Healthcare Reform: What Does It Mean for Small Businesses?

0519-1003-2415-0025_president_barack_obamas_signature_on_the_health_insurance_reform_bill_sPosted by: Tamela Adamson-McMullen

After months, years and even decades of political haggling, healthcare reform is a reality. Here’s a quick rundown of the new legislation and what small businesses can expect from it:

• The law provides healthcare to 32 million people who are currently uninsured, expands the reach of Medicaid, protects people with preexisting conditions from being denied coverage and allows children to remain on their parents’ insurance plans until they are 26 years of age.

• It also creates “insurance exchanges,” a type of insurance marketplace in which small businesses and individuals can band together and choose health insurance options at the best rates. States must have the exchanges in place by 2014.

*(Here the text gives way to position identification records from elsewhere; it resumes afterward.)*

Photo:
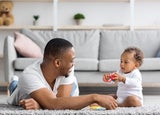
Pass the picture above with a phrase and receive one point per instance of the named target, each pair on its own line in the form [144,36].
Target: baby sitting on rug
[129,78]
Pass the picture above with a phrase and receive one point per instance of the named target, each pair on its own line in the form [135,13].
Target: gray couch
[97,52]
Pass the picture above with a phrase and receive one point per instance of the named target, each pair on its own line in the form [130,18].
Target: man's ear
[57,62]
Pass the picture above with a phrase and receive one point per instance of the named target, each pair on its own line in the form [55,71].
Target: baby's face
[128,63]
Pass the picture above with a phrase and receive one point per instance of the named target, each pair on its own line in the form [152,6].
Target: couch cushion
[150,64]
[86,64]
[113,43]
[22,63]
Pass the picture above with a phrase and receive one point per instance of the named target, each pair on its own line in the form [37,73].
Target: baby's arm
[119,78]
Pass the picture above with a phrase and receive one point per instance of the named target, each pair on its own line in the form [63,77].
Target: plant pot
[35,22]
[79,22]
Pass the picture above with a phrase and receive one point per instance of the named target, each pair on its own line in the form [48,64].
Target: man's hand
[29,104]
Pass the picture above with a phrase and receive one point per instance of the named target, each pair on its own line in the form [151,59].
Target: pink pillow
[26,47]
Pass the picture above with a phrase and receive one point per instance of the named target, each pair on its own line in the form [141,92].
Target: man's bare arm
[48,100]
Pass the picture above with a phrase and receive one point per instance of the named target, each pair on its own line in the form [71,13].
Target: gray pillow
[158,54]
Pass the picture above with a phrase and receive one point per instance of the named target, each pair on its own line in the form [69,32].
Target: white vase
[35,22]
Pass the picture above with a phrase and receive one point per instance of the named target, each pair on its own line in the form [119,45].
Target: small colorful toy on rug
[96,107]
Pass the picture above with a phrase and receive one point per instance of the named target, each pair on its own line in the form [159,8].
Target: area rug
[145,110]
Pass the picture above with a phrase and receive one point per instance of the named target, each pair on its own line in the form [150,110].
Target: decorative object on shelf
[79,17]
[6,16]
[35,21]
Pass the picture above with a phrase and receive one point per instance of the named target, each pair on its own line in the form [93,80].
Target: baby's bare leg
[131,101]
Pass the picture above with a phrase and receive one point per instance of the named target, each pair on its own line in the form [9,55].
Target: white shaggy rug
[145,110]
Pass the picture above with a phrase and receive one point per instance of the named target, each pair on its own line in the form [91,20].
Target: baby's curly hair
[138,54]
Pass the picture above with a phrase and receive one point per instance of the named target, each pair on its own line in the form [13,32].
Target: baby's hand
[119,78]
[109,77]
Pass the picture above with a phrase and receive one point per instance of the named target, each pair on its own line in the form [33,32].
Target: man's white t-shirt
[132,86]
[32,79]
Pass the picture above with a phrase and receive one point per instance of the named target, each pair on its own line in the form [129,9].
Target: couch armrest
[9,56]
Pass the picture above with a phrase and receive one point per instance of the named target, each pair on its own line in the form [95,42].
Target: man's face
[67,62]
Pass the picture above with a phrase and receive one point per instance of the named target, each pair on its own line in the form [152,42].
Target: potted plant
[35,21]
[79,17]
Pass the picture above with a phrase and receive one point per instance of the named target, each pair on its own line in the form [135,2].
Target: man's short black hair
[56,47]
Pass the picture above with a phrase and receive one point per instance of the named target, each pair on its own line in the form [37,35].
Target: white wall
[146,13]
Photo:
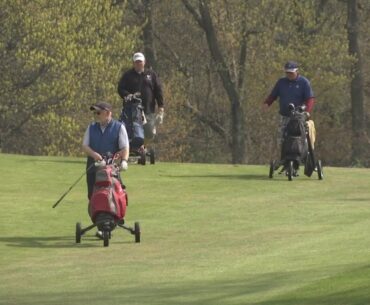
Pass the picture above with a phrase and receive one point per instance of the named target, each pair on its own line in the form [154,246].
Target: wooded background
[218,60]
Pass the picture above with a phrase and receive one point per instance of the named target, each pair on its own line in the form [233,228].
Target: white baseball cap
[138,57]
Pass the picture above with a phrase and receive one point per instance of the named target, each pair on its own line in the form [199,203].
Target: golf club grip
[71,187]
[310,149]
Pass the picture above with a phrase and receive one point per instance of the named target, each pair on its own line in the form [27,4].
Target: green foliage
[67,55]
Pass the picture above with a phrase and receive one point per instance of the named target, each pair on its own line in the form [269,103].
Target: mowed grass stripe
[211,234]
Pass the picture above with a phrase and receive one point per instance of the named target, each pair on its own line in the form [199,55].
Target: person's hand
[129,97]
[97,157]
[123,166]
[159,116]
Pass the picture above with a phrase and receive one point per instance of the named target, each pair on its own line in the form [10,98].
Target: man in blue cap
[291,89]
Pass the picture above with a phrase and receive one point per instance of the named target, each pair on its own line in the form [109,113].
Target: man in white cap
[146,82]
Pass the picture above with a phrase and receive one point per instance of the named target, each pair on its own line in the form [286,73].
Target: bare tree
[357,83]
[203,17]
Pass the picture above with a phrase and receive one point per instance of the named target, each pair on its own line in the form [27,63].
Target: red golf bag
[108,198]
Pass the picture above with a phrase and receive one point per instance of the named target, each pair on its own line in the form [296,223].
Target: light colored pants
[150,129]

• The whopping price tag—estimated at $938 billion—will be paid by dipping into Medicare savings and by imposing new taxes on higher-income brackets and portions of the insurance and pharmaceutical industries.

• There is no employer mandate to insure workers. However, mid- to large-size companies (with 50 or more full-time employees) that don’t provide insurance coverage to their workers will pay a per-worker fee. This has been referred to as a “play or pay” provision in the law.

• Small businesses will be protected from sudden, arbitrary rate hikes if a worker becomes sick because insurance companies will no longer be permitted to base the cost of coverage on health status.

• Small businesses will receive a tax credit to cover up to 35 percent of the insurance premiums they pay for their workers. In 2014, the rate will increase to 50 percent. (The Congressional Budget Office estimates that the tax credit will save small businesses $40 billion by 2019.) The tax credit is already in place and was effective Jan. 1 of this year.

• To qualify for the tax credit, firms must have fewer than the equivalent of 25 full-time workers, pay average wages below $50,000 and cover at least 50 percent of their workers’ healthcare costs. The credit phases out gradually for firms with average wages between $25,000 and $50,000 and for those that have between 10 and 25 full-time workers.